By Celine Klosterman
IOWA CITY — Laura Felderman is “absolutely relieved.”
A mother of two sons who ride the bus to Regina Catholic Education Center, she’s grateful for approval of a contract May 25 that ensures the PreK-12 school will receive state reimbursement to help pay for providing student transportation. Regina’s School Board and the Iowa City School Board each approved the agreement, and Regina will now arrange its own bus service for next school year.
“The significance of this (contract) is huge because it gives us the funding to be able to provide buses for our families,” said Carol Trueg, Regina’s president.
The future of bus service to the school had become unclear after the Iowa City School Board voted Dec. 10 to stop providing transportation for Regina at this academic year’s end. The measure sought to cut costs for the Iowa City Community School District, which currently spends about $260,000 to provide 11 buses for Regina.
The district had the option to give the money it receives as reimbursement from the state —about $173,000 this year — to Regina families to provide their own transportation or to the school itself.
The contract calls for Regina to be reimbursed for either the district’s average transportation cost per student or Regina’s cost per student — whichever is less. Regina will use the funds to contract for its own bus service.
“We anticipate the busing will be very similar to what parents are used to,” Trueg said. But the school plans to reduce the number of buses used to about eight. “We need to make this as efficient as possible. We can’t afford not to.”
Trueg said parents of 265 students have indicated they want their children to ride the bus next year, but more than 500 students are eligible. By Iowa law, elementary students who live two miles from school and high school students who live three miles away qualify for ridership.
The number of students likely to take the bus next year is similar to this year’s number, Trueg said.
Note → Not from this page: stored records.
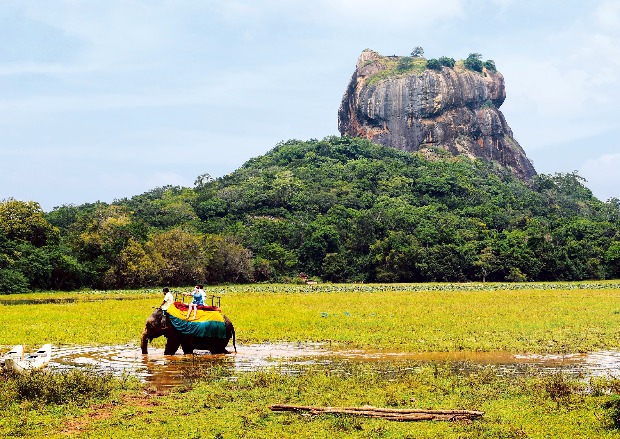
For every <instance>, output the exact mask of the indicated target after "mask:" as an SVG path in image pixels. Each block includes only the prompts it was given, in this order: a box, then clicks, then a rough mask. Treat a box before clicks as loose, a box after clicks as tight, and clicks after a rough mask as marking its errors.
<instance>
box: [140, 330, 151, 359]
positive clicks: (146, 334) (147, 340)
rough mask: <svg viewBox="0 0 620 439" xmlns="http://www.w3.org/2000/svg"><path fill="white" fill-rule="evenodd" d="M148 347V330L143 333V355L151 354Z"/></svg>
mask: <svg viewBox="0 0 620 439" xmlns="http://www.w3.org/2000/svg"><path fill="white" fill-rule="evenodd" d="M148 346H149V338H148V333H147V332H146V329H145V330H144V332H143V333H142V341H141V342H140V347H141V348H142V353H143V354H148V353H149V350H148Z"/></svg>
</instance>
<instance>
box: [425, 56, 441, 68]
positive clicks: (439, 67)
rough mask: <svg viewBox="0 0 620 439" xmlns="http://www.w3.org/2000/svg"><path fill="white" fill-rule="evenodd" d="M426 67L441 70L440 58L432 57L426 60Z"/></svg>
mask: <svg viewBox="0 0 620 439" xmlns="http://www.w3.org/2000/svg"><path fill="white" fill-rule="evenodd" d="M426 68H427V69H431V70H441V63H440V62H439V60H436V59H434V58H431V59H429V60H428V61H427V62H426Z"/></svg>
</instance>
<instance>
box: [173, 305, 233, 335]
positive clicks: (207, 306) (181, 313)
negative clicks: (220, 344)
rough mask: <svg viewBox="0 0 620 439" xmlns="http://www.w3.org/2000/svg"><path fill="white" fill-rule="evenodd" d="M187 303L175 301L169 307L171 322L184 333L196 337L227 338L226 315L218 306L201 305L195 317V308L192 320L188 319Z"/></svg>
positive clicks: (191, 314) (187, 306) (199, 307)
mask: <svg viewBox="0 0 620 439" xmlns="http://www.w3.org/2000/svg"><path fill="white" fill-rule="evenodd" d="M187 309H188V304H187V303H181V302H174V305H172V306H171V307H170V308H168V315H169V316H170V323H172V326H174V327H175V328H176V329H177V330H178V331H179V332H181V333H182V334H188V335H193V336H195V337H212V338H226V324H225V323H224V315H223V314H222V311H221V310H220V309H219V308H218V307H216V306H199V307H198V311H197V312H196V319H194V318H193V317H194V310H192V313H191V314H190V316H189V317H190V320H186V319H185V317H186V316H187Z"/></svg>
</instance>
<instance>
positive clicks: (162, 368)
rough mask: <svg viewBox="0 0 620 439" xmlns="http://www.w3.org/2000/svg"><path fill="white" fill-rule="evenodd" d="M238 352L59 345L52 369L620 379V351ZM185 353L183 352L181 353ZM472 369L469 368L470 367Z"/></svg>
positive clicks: (148, 373)
mask: <svg viewBox="0 0 620 439" xmlns="http://www.w3.org/2000/svg"><path fill="white" fill-rule="evenodd" d="M237 351H238V352H237V353H231V354H228V355H210V354H209V353H208V352H203V351H197V353H196V355H173V356H165V355H164V354H163V349H155V348H150V349H149V353H148V355H142V353H141V351H140V348H139V347H138V346H135V345H121V346H92V347H88V346H78V347H75V346H66V347H63V346H61V347H55V348H54V351H53V359H52V361H51V363H50V365H49V368H50V369H52V370H68V369H74V368H88V369H92V370H95V371H102V372H108V373H113V374H115V375H118V376H121V375H123V374H129V375H133V376H137V377H138V378H140V379H141V380H142V381H144V382H146V383H148V384H151V385H152V386H153V387H156V388H170V387H175V386H180V385H184V384H188V383H189V382H191V379H190V378H189V377H190V376H191V372H192V369H197V368H198V369H202V368H208V367H213V366H221V367H228V368H230V370H231V371H232V372H233V373H234V372H241V371H256V370H261V369H265V368H268V367H272V366H277V367H278V368H279V370H280V371H282V372H283V373H295V372H296V371H297V370H298V369H299V367H300V366H303V365H311V364H316V365H325V366H326V367H327V366H329V365H330V364H332V363H334V362H336V361H343V360H344V361H352V362H377V363H392V364H394V366H395V367H397V366H398V364H399V363H402V362H404V361H409V362H412V361H413V362H416V363H420V364H424V363H433V362H435V363H443V362H454V363H458V365H459V366H458V367H459V368H461V369H462V370H464V371H466V370H467V369H468V367H469V368H471V367H472V366H471V365H473V366H486V365H489V366H493V367H495V368H497V369H498V370H500V371H503V372H505V373H510V374H514V373H517V374H518V373H525V371H526V370H527V371H531V370H532V369H533V370H536V371H540V372H547V373H548V372H554V371H563V372H566V373H569V374H574V375H581V376H607V375H612V376H620V351H600V352H593V353H589V354H568V355H515V354H510V353H506V352H423V353H418V352H409V353H407V352H405V353H403V352H385V351H365V350H340V351H338V350H330V349H327V348H326V347H324V346H322V345H319V344H292V343H273V344H254V345H241V346H238V348H237ZM179 352H181V351H179ZM468 365H469V366H468Z"/></svg>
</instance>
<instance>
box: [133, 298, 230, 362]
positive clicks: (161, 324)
mask: <svg viewBox="0 0 620 439" xmlns="http://www.w3.org/2000/svg"><path fill="white" fill-rule="evenodd" d="M222 317H223V318H224V324H225V326H226V338H216V337H198V336H194V335H188V334H182V333H181V332H180V331H179V330H178V329H176V328H175V327H174V326H173V325H172V324H171V323H170V319H169V318H168V317H167V316H164V312H163V311H162V309H161V308H156V309H155V310H154V311H153V313H152V314H151V315H150V316H149V318H148V319H146V324H145V326H144V331H143V332H142V341H141V344H140V346H141V348H142V353H143V354H148V342H149V341H152V340H153V339H154V338H157V337H161V336H162V335H163V336H164V337H166V338H167V341H166V347H165V349H164V355H174V354H175V353H176V352H177V350H178V349H179V346H181V348H182V349H183V353H185V354H192V353H193V352H194V349H199V350H206V351H210V352H211V353H212V354H228V353H230V352H228V351H227V350H226V346H227V345H228V342H229V341H230V339H231V337H232V339H233V347H234V348H235V352H237V347H236V345H235V328H234V326H233V324H232V322H231V321H230V320H229V319H228V317H226V316H225V315H223V314H222Z"/></svg>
To help cover transportation costs not covered by state reimbursement, Regina asked parents to pay $50 for each of their students who will ride the bus.
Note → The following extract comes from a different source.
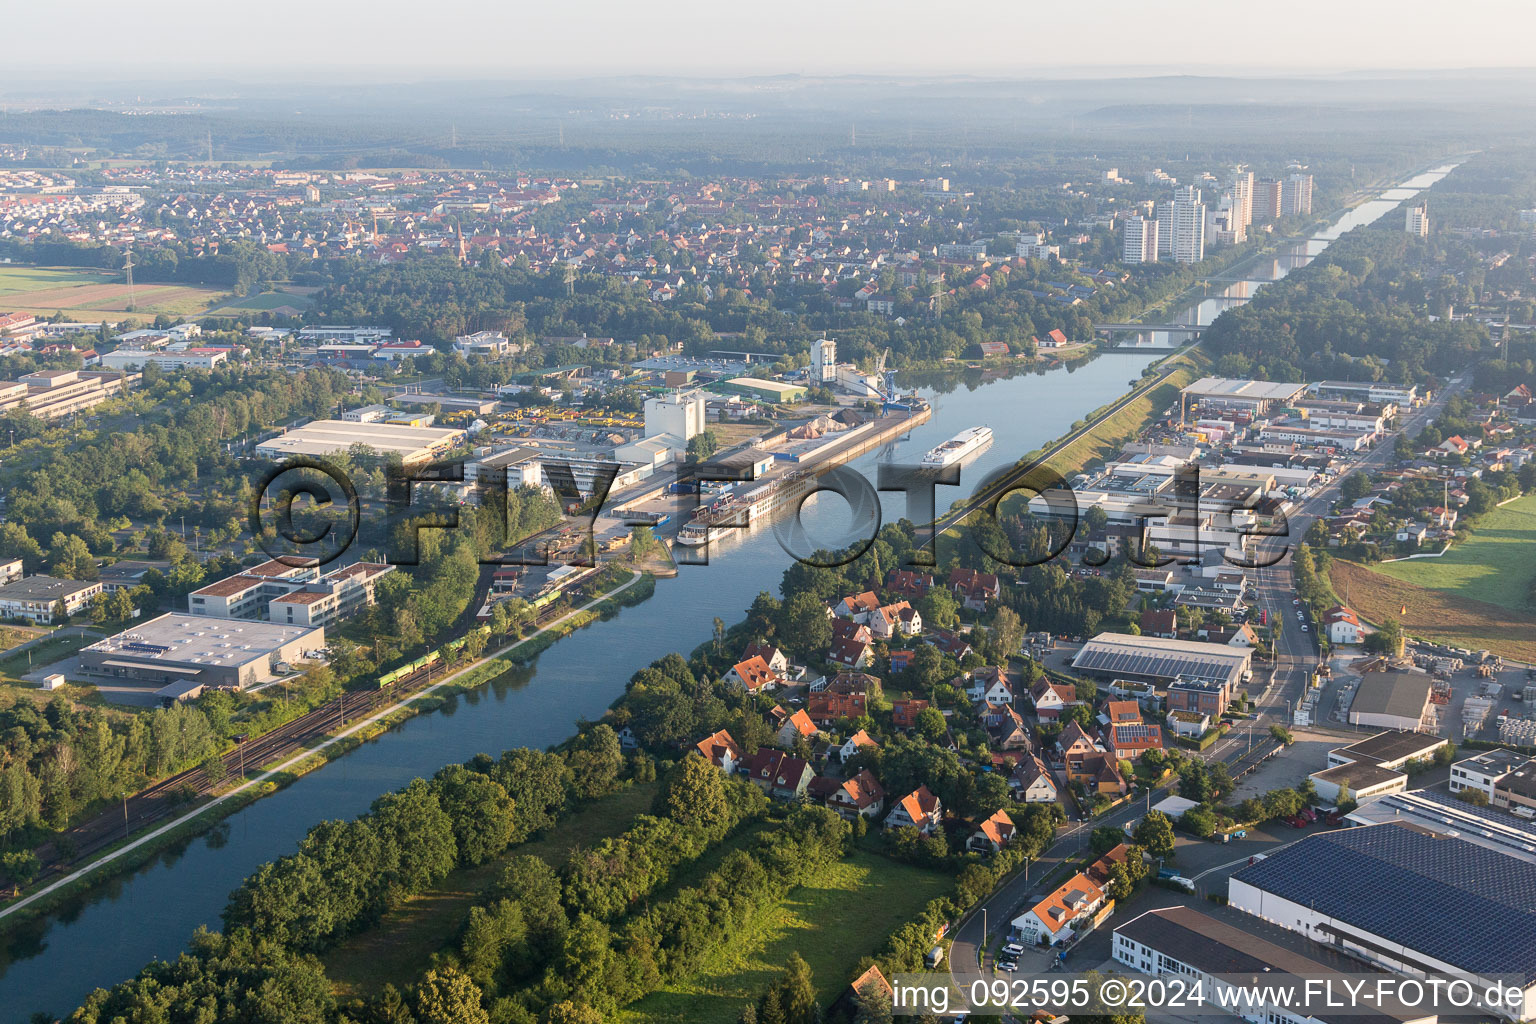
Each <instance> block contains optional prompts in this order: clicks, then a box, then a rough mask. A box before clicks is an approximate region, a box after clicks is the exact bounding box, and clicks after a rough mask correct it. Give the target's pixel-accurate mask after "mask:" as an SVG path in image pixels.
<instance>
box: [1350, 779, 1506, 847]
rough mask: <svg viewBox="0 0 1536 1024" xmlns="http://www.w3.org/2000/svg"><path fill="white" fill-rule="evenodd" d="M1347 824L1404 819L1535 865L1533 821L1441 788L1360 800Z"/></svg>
mask: <svg viewBox="0 0 1536 1024" xmlns="http://www.w3.org/2000/svg"><path fill="white" fill-rule="evenodd" d="M1346 821H1349V823H1350V824H1381V823H1382V821H1405V823H1409V824H1416V826H1419V827H1425V829H1428V831H1430V832H1441V834H1444V835H1458V837H1461V838H1464V840H1467V841H1468V843H1476V844H1478V846H1484V847H1487V849H1491V851H1495V852H1499V854H1504V855H1505V857H1514V858H1516V860H1522V861H1527V863H1530V864H1536V821H1533V820H1531V818H1528V817H1521V815H1514V814H1510V812H1508V811H1507V809H1502V808H1479V806H1478V804H1475V803H1467V801H1465V800H1458V798H1456V797H1452V795H1448V794H1445V792H1444V791H1441V789H1409V791H1405V792H1395V794H1389V795H1385V797H1381V798H1379V800H1372V801H1370V803H1364V804H1361V806H1358V808H1355V809H1353V811H1350V812H1349V815H1346Z"/></svg>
The school has asked two transportation providers for bids, Trueg said.
Whoever ends up providing busing, parents said they’re glad to know the service will be available. Felderman said finding alternate transportation for her seventh-grader and fifth-grader would have been challenging, unpredictable and disruptive to her and her husband’s jobs. Knowing there will be a reliable bus system is comforting, she said.
Nancy Bonthius, mother of two students who ride the bus to Regina, said she was “very happy” to see the contract between the school and district finalized. Her family “could’ve managed without the bus, but it sure makes it easier to have it.”
Bonthius said she was mainly concerned that busing would be available for families living relatively far from Regina, such as in North Liberty.
She and Felderman voiced thanks for school leaders’ work to secure bus service. “I really appreciate how much the Regina community and administrators fought to get this through,” Bonthius said.